Visionen aus dem Irgendwo

„Turn the lights on bright, you’re a rock’n’roll star!”: Veröffentlichung der neuen CD und des neuen Buches von Adam Green

Adam Greens Januar 2005 kann sich schon sehen lassen: Seine Gedichte beim Suhrkamp-Verlag veröffentlicht, sein Album auf Platz 8 der deutschen Media Control Charts platziert, Medienpräsenz galore und ungefähr zehn Millionen Menschen, die seiner am 10. Februar beginnenden Deutschlandtour entgegenfiebern. Adam Greens legendärer Schlafzimmerblick – Augen halb zu, ein bisschen Verschlafenheit, ein bisschen Berechnung – und Adam Greens chaotische Ich-gehe-nicht-zum-Friseur-Frisur, Adam Greens böse Texte und Adam Greens zauberhafte Melodien – nichts ist an Adam Green, das nicht beschreibenswert erschiene. Er ist 23, aus New York und der erste große Hype dieses Jahres.

Und warum? Adam Green singt, begleitet von einer Band namens The Gnomes, kurze Lieder mit sehr melodiösen Melodien und Texten, in denen mehr verschiedene Wörter für Masturbation vorkommen als schätzungsweise alle deutschen Feuilletonisten zusammen kennen. Überall ist zu lesen, dass sich auf seinem neuen, dritten Album Gemstones (Edelsteine) „Carolina“ auf „vagina“ reimt, was aber nichts Besonderes ist, denn schon 2001 textete er mit seiner damaligen Band The Moldy Peaches Ähnliches, reimte „genius“ auf „penis“ und handelte sich damit die eine oder andere Zensur in den USA ein. Eine gewisse Kontinuität der Green’schen Sujets ist also unverkennbar, und auch die Musik kann man getrost als typisch bezeichnen: Mal eher lo-fi wie auf seinem Erstling Adam Green, mal mit Streichern garniert wie auf dem Nachfolger Friends of mine, immer aber eingängigster Pop mit Folk- und Swing-Einschlag. Als sogenannter Antifolker hat Green in den 1990ern begonnen, harmlos-hübsche Melodien mit ausgelassen-fiesen Texten zu verbinden – nun ist er im 21. Jahrhundert angekommen und perfektioniert seinen Stil.

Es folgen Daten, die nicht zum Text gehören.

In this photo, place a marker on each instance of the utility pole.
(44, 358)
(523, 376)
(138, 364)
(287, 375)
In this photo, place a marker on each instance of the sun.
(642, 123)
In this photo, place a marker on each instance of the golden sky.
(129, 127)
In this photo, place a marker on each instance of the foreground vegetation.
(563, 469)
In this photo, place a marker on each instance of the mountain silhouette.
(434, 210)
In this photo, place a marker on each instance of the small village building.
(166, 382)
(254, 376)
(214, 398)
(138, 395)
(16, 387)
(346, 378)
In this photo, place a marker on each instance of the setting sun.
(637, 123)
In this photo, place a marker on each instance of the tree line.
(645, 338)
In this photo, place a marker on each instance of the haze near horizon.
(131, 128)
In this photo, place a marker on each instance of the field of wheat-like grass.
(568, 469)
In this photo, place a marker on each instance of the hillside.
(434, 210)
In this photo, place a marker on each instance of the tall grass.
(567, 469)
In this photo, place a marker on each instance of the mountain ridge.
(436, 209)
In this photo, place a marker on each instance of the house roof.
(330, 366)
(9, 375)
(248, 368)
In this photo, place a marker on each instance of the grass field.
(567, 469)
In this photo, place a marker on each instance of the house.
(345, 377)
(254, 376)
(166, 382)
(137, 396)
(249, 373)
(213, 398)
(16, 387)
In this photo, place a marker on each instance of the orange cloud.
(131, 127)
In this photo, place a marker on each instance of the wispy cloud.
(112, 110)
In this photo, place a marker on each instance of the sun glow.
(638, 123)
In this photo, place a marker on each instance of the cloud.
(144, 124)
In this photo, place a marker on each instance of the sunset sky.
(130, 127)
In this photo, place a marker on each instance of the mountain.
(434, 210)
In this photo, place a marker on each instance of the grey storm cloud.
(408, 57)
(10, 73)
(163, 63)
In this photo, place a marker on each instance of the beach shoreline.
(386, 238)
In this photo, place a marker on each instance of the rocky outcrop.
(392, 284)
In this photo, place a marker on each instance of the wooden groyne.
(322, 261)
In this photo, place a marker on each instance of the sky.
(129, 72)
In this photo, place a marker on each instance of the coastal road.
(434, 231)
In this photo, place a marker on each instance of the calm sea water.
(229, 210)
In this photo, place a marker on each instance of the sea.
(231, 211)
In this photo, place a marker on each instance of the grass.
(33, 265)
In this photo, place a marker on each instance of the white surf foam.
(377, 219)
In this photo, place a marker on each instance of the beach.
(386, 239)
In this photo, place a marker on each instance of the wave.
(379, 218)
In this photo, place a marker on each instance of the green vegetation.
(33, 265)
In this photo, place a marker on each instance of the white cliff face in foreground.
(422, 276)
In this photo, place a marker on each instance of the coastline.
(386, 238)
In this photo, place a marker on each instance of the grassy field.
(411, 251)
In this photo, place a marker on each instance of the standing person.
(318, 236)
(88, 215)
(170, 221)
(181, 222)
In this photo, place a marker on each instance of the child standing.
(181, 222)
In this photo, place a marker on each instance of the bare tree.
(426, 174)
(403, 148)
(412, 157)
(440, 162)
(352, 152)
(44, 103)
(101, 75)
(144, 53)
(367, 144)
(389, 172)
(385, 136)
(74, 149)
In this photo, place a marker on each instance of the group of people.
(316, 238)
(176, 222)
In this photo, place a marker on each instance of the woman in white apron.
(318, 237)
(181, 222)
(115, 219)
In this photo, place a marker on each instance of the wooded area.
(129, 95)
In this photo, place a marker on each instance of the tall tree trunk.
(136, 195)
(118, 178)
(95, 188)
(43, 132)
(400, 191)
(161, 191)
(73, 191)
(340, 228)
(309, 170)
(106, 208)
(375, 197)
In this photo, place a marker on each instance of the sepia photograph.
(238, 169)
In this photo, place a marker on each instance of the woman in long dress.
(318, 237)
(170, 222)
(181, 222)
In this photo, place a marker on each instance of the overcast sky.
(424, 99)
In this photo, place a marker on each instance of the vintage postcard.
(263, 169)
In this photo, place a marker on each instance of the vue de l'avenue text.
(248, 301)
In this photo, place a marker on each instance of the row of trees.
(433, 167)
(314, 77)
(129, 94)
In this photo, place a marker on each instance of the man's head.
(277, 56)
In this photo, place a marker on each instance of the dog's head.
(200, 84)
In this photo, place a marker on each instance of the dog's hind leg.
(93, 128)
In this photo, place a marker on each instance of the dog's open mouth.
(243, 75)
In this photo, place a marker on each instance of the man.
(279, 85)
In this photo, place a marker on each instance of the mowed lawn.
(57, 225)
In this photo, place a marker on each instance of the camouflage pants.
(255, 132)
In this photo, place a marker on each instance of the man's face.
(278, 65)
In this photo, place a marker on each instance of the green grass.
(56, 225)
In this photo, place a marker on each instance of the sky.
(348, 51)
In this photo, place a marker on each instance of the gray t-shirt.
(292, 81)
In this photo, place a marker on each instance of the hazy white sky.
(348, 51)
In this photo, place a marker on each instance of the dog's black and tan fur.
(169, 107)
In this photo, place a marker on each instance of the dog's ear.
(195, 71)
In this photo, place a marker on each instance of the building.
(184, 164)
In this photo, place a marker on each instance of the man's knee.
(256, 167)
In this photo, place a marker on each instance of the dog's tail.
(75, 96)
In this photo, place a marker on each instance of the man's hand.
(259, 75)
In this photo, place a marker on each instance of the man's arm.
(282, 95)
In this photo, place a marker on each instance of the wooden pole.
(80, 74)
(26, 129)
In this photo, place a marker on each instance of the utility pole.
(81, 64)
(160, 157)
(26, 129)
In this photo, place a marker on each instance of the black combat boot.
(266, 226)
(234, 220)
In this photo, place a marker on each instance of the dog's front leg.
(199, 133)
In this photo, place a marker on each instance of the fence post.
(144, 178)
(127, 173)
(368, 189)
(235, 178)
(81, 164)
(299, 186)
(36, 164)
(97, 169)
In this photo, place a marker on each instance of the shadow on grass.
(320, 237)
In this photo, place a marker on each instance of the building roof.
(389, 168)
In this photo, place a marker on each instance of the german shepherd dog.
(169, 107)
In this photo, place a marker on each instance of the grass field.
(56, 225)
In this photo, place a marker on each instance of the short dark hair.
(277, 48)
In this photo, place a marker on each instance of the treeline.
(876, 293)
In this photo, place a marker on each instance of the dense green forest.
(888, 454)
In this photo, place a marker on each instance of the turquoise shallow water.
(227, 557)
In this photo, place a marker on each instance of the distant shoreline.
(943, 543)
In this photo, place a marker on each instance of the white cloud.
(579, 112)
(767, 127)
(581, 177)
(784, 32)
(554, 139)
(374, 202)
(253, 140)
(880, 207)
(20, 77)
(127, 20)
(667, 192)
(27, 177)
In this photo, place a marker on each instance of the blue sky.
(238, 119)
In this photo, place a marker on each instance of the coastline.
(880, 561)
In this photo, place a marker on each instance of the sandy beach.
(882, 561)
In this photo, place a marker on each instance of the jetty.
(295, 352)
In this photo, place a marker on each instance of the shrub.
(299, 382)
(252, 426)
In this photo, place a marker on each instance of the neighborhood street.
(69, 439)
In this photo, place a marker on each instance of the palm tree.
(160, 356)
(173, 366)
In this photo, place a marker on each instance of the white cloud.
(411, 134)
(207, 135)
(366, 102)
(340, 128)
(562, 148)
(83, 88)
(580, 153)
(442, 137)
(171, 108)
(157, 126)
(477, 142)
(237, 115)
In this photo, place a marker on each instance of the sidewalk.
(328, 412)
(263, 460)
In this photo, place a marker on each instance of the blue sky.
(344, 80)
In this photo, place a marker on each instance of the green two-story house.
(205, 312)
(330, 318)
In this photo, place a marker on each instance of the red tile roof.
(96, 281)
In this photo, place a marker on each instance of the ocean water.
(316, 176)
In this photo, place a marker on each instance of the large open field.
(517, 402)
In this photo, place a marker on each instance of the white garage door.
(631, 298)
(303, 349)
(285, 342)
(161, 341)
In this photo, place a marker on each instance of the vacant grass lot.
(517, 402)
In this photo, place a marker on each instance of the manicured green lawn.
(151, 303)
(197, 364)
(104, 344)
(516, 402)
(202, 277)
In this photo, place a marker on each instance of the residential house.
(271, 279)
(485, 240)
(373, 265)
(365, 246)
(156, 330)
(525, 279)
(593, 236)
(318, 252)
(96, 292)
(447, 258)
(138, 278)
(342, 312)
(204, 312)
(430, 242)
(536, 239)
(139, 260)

Nicht, dass wirklich alle Adam Green zu schätzen wissen: „Bob Dylan für Arme und Nochnichtdabeigewesene“ wurde er unlängst in der Süddeutschen Zeitung genannt, doch abgesehen von dem mehr als abgedroschenen Vergleich hat Adam Green eine deutlich schönere Stimme als Dylan. Ein Ärgernis ist Green wahrscheinlich außerdem für all jene Journalisten, die ihre Texte gern mit aus Fan-Foren abgeschriebenen Simpsons– und Stones-Zitaten anreichern und sich nun grämen, dass sie die Lyrics des New Yorkers entweder gar nicht verstehen oder nur die Wörter „suck“ oder „dick“. Für Interviewer, behauptete man an anderer Stelle, sei er „an accident waiting to happen“, was auf schlecht vorbereitete Interviewer bestimmt zutrifft. Ob Green ein „Linksradikaler“ sei, weil seine Haare selbstgeschnitten aussehen, wollte die Frankfurter Allgemeine Sonntagszeitung von ihm wissen, und setzte nach: „Ist die Welt kubistisch oder surreal, Professor Green?“ Von der VIVA-Moderatorin Sarah Kuttner wurde der Musiker aufgefordert, doch mal richtig wütend zu werden vor der Kamera, das wäre bestimmt lustig; Adam Green lächelte indigniert und machte gar nichts. Bei Harald Schmidt streckte er die Zunge raus, nachdem der Altmeister eines seiner Gedichte (Frozen Gay Turtle) vorgetragen hatte. Aufgesetztes Andersseinwollen, sagen die einen, tatsächliches Anderssein vermuten die anderen.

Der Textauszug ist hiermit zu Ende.